- Artist: Karlisima
- Year: 2009
- Type: Paint & Tile
- Dimensions: 7.3 m × 18 m (24 ft × 60 ft)
- Location: Washington, D.C., United States; 38°55′24.51″N 77°2′48.67″W﻿ / ﻿38.9234750°N 77.0468528°W;
- Owner: Mama Ayeshas

= The Mama Ayesha's Restaurant Presidential Mural =

Mural by Karla Rodas in Washington, D.C.

The Mama Ayesha's Restaurant Presidential Mural is a large mural in Washington, D.C. featuring eleven American Presidents, starting with Dwight D. Eisenhower and ending with Barack Obama. Created in 2009 by El Salvador-born artist Karla Rodas ( Karlisima), the mural was funded by the D.C. Commission on the Arts and Humanities. It has been described by locals as being DC's "largest postcard."

==Description==

The Presidential Mural in Washington, DC

The mural is painted on the exterior wall of Mama Ayesha's, a Middle Eastern restaurant in the Adams Morgan neighborhood, on Calvert Street near the eastern end of the Duke Ellington Bridge. It depicts selected United States Presidents standing in front of the White House. The owner of the restaurant, Mama Ayesha, stands in the middle between Jimmy Carter and Ronald Reagan, with their arms interlocked. A bald eagle is shown flying in the upper left corner near trees losing their leaves in the Fall season, in the background is the Lincoln Memorial. Cherry blossom trees are shown in bloom by the White House. On the right side of the mural is the Lincoln Memorial Reflecting Pool, the Jefferson Memorial, the Washington Monument and the United States Capitol. In front of the reflecting pool is a section painted blue for the next President. A mosaic of the United States Flag appears on either side of the painting.

==Funding and concept==
The mural was funded by the DC Commission on the Arts & Humanities, the National Endowment for the Arts, Mama Ayesha's Restaurant, and private donors. Karlisima started the mural in 2007 and completed it in 2009.

The mural's concept was planned by Mama Ayesha's family members, who have run the restaurant since its opening in 1960. Originally Mama Ayesha was not going to be the female centerpiece of the work. The family had invited Helen Thomas, a renowned White House reporter of Lebanese descent and regular customer at the restaurant, to be included in the mural; she was to be shown seated at a desk with pen and paper in her hand. The family's request was politely declined by a "modest" Thomas, who supported portraying Mama Ayesha in her place.

==Karlisima==
Karla Rodas, a native of El Salvador, moved to Alexandria, Virginia with her family as a child. A graduate of Annandale High School and Washington University in St. Louis, she returned to the District to become one of the city's most well-known muralists. Her work is seen on the walls and in the collections of local establishments such as Famous Luigi's, Cafe Atlantico, and Wesley United Methodist Church, among others.

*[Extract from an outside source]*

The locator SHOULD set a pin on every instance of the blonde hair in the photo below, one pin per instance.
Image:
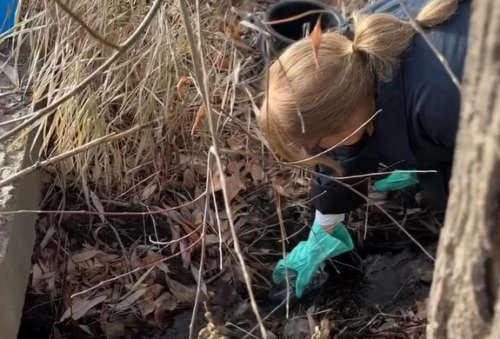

Rodas provided this statement upon completion of the mural:

The P.A.B.C. initiative (Public Art Building Communities), has allowed me to make a bridge between the community, the Restaurant Mama Ayesha’s, the arts and all the people who have made this mural a reality. This could not be done without the support of all the community and the help of the DC Commission and the Restaurant and all the entities who funded the project. I hope that this mural will become a teaching tool of the History of the Presidents for schools, children and the public in general. This is a gift to the City of Washington DC to celebrate this historical moment in American History and will remain open to the public to see for generations to come. This is fulfilling the idea that mural art is available for the public and for the masses.

==Reception==

In 2009 the mural was ranked as the second-best Obama mural in the city (after Shepard Fairey's murals at the restaurant Marvin), in the Washington City Paper's "Best of D.C."